Thursday, March 15, 2018

Jesusa Vargas reviews James Rodriguez

James Rodriguez graduated from UCLA in 1996 with a degree in Cultural Geography. In 2004, James    was a human rights observer in Guatemala focused on documenting post-war issues, human rights abuses and social conflicts. Some of his recognitions include:
2016 Scholarship recipient for International Center of Photography
2016 NPPA Best of Photojournalism: Honorable Mention
2015 1st place in POY Latin America
2015 Latin American Fotografia 4: Selected for "Los Diez" Exhibit

The 3 photos below highlight the after effects of the brutal Guatemalan civil war (1960-1996) that have resulted in efforts of locating the victims and identifying the bodies so that they may be returned to family for proper burial. This was not only a healing process but also a testimony and evidence of the horrific crimes of genocide committed during this time period.

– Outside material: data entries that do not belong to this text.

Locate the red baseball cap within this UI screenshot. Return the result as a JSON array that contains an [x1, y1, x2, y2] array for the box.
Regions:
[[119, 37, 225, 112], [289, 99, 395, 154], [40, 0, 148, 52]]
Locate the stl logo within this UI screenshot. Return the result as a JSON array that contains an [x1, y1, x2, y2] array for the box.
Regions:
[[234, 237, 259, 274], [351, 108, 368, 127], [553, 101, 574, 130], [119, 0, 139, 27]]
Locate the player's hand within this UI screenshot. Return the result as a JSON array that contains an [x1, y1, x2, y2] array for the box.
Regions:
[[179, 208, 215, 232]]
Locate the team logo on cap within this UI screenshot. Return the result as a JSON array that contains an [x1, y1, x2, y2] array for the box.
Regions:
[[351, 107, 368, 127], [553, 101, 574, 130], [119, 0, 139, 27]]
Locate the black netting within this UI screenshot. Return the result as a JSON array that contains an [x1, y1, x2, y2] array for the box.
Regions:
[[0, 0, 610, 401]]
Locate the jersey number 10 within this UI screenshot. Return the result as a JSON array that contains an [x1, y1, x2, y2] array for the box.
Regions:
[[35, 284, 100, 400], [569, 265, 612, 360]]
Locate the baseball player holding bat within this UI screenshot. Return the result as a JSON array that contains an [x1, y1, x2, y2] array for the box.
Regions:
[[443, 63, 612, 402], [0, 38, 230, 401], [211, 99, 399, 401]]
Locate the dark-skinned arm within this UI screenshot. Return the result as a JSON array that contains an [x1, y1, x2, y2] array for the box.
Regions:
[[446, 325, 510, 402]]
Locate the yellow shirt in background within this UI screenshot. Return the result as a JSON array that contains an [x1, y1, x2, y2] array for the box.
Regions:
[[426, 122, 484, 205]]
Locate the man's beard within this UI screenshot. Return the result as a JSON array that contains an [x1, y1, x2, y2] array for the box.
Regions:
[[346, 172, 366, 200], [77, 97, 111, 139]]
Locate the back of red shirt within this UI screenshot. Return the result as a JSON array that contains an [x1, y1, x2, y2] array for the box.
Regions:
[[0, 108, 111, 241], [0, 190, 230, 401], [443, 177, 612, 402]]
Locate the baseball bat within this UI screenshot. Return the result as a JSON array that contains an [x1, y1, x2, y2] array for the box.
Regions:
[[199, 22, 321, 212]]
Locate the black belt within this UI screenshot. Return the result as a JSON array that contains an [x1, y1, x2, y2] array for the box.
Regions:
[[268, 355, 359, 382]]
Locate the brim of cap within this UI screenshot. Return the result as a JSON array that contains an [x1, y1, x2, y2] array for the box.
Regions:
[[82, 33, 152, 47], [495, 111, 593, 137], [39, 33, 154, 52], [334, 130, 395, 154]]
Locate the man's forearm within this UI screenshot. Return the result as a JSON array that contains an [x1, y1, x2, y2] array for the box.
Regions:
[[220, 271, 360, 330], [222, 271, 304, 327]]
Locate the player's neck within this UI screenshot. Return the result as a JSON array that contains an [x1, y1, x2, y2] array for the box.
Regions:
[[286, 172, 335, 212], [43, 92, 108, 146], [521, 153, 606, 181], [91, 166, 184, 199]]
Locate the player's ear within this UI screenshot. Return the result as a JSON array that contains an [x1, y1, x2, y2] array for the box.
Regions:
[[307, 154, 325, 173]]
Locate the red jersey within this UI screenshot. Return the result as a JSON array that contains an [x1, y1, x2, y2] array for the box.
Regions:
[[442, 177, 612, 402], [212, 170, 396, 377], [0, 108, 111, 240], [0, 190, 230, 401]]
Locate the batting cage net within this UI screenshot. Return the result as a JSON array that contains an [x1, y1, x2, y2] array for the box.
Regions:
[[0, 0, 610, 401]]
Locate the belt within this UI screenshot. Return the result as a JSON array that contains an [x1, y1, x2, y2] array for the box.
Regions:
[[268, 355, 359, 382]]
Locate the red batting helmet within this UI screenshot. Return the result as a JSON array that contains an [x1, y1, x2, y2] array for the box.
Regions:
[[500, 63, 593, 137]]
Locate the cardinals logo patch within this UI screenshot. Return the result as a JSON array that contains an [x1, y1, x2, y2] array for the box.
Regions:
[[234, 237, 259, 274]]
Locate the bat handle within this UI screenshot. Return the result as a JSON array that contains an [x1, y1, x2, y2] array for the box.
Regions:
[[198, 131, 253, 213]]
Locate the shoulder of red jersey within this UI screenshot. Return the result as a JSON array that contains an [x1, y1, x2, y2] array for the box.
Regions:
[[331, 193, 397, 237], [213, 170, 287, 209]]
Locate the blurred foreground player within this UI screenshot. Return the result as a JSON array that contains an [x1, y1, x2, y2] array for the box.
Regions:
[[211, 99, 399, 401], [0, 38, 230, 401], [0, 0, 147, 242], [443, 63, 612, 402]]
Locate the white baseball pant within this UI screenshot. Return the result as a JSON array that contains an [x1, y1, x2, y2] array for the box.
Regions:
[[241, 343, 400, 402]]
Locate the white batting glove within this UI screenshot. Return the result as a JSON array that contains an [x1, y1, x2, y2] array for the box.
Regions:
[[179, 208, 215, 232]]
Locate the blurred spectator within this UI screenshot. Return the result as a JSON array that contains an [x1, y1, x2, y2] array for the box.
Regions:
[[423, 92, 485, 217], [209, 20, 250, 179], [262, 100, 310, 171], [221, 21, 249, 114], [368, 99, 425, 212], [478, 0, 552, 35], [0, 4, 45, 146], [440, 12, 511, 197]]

In the photo below, the photographer focuses in on a woman awaiting for the return of the remains of her deceased relatives killed during the war. The dark black shadow surrounding the central focal point is a stark resemblance to the realities of death and dark news. The light casted on her face from above, the face of another person waiting behind her and on the clenched hands of yet another person waiting for the sad arrival, present the subtle sadness of the grim event as they patiently stand by. Choosing to display this strong contrast between the strong highlights on the subject matter and the dark black surrounding them conveys a strong sense of loneliness and hope.
Nebaj, Quiche, Guatemala, 2017.

It is difficult to discern, at first glance, the event that is being photographed below without the caption given. The vibrant colors that we associate Guatemala culture with and the assembly of Guatemalans capture our attention and demand that we visually take in all that is occurring in the composition. We must evaluate the faces closer of those standing and sitting. No smiles, no laughter or captured moments of joy are presented to us. This juxtaposition of the situation and the vibrant culture is disheartening. The people in the photo are awaiting for forensic anthropologists to return the remains of relatives murdered.

Nebaj, Quiche, Guatemala, 2017.

In the deadpan approach taken in the photo below, we are confronted with a Guatemalan woman sitting on the edge of her bed, staring directly at us. A sadness comes over her face, we are left to evaluate the surroundings and her body language to draw our own emotions about the subject. We are left with a direct relationship to the woman as we look at her and she looks back at us. This person witnessed family members taken away during the massacre and never to return. It is likely that her family members were exhumed from a training center where they were murdered.